Whilst a fan wrote: “Get well soon Bill, we will miss you massively. You’ve become part of our family at weekends with your show, always great listening. And thank you for entertaining us all this week. You’re such a gentleman.”
Symptoms of prostate cancer do not usually appear until the prostate is large enough to affect the tube that carries urine from the bladder out of the penis.
However, if you or someone you know starts to experience difficulty when going to the toilet it is advised to go and see a GP. Possible changes to the bladder and urine include:
- Difficulty starting to urinate or emptying your bladder
- A weak flow when you urinate
- A feeling that your bladder hasn’t emptied properly
- Dribbling urine after you finish urinating
- Needing to urinate more often than usual, especially at night
- A sudden need to urinate – you may sometimes leak urine before you get to the toilet.
The 65-year-old who has lived with the condition for four years has always been very open about his diagnosis.
In 2019 he revealed that the cancer had spread to his bones, but that he still had a “fair-old time to live”.
Since his diagnosis the journalist has undergone numerous rounds of chemotherapy and even had injections of radioactive substance Radium 223.
Cancer Research UK explains that Radium 223 is a mildly radioactive form of the metal radium. It is used specifically to treat cancers that begin in the prostate and can help to reduce pain.
The charity adds that Radium 223 is for men who:
- Had hormone treatment that is no longer working
- Have either had or aren’t suitable for docetaxel (a type of chemotherapy)
- Have cancer that has spread to the bones but not to other organs
- Are not having treatment with abiraterone.
Similar to calcium, when injected with radium it is absorbed by bone cells. In turn the cancer cells then take up the radium 223 and release radiation which only travels a short distance.
This means that the cancer cells receive a high dose of radiation which can destroy them. And healthy cells receive only a low dose or no radiation. So this treatment causes few side effects.
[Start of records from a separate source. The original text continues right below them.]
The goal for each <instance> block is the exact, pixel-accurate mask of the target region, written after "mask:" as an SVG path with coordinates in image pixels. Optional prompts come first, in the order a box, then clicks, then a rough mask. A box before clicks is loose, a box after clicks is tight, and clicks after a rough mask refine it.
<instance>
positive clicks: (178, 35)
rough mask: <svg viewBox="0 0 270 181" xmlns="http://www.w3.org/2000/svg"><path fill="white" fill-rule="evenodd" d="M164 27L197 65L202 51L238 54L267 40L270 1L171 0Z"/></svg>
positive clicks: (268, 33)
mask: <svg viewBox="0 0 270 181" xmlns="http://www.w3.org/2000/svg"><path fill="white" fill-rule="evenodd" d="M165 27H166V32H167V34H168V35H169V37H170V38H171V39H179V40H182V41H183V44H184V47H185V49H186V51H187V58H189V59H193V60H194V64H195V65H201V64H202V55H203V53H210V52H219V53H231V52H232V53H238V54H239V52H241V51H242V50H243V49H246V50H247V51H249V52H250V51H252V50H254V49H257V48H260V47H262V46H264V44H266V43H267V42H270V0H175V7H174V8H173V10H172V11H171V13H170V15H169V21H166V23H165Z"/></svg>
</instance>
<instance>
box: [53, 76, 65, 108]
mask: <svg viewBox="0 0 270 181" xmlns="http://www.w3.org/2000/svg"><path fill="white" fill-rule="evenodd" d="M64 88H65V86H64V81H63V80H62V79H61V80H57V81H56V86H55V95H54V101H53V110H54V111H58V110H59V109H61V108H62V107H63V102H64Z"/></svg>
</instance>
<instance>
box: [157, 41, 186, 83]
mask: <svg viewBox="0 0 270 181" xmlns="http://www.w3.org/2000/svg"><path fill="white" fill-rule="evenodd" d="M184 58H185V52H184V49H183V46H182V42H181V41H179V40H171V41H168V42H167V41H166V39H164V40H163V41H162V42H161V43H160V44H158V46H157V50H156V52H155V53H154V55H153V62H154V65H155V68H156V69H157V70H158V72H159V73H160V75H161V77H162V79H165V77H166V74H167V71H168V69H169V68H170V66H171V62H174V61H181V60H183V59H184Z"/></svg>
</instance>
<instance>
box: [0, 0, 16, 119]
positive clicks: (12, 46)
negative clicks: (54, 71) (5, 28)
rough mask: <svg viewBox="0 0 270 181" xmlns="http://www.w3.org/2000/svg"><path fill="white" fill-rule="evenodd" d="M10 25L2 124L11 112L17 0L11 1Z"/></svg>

Bill opened up about the treatment he is receiving as “unbearable”, particularly the chemotherapy.
Back in May 2020 the star also opened up about his thoughts on the afterlife, explaining that he was “very very calm” about the prospect of death.
He said: “I have thought a great deal about death since I was diagnosed with cancer because he is there, y’know the fella with the hood over his head and the scythe. He is waiting and that is fine.
“I have developed quite a healthy relationship with death. I feel very very calm about it because I have given it a lot of thought.
“So there is no way I am going to imagine I can live forever, nor would I really want to.
“And in the circumstance I am giving serious consideration to what sort of music I would want played at my funeral, whether I want to be buried or cremated, the funeral plan, all that sort of thing.”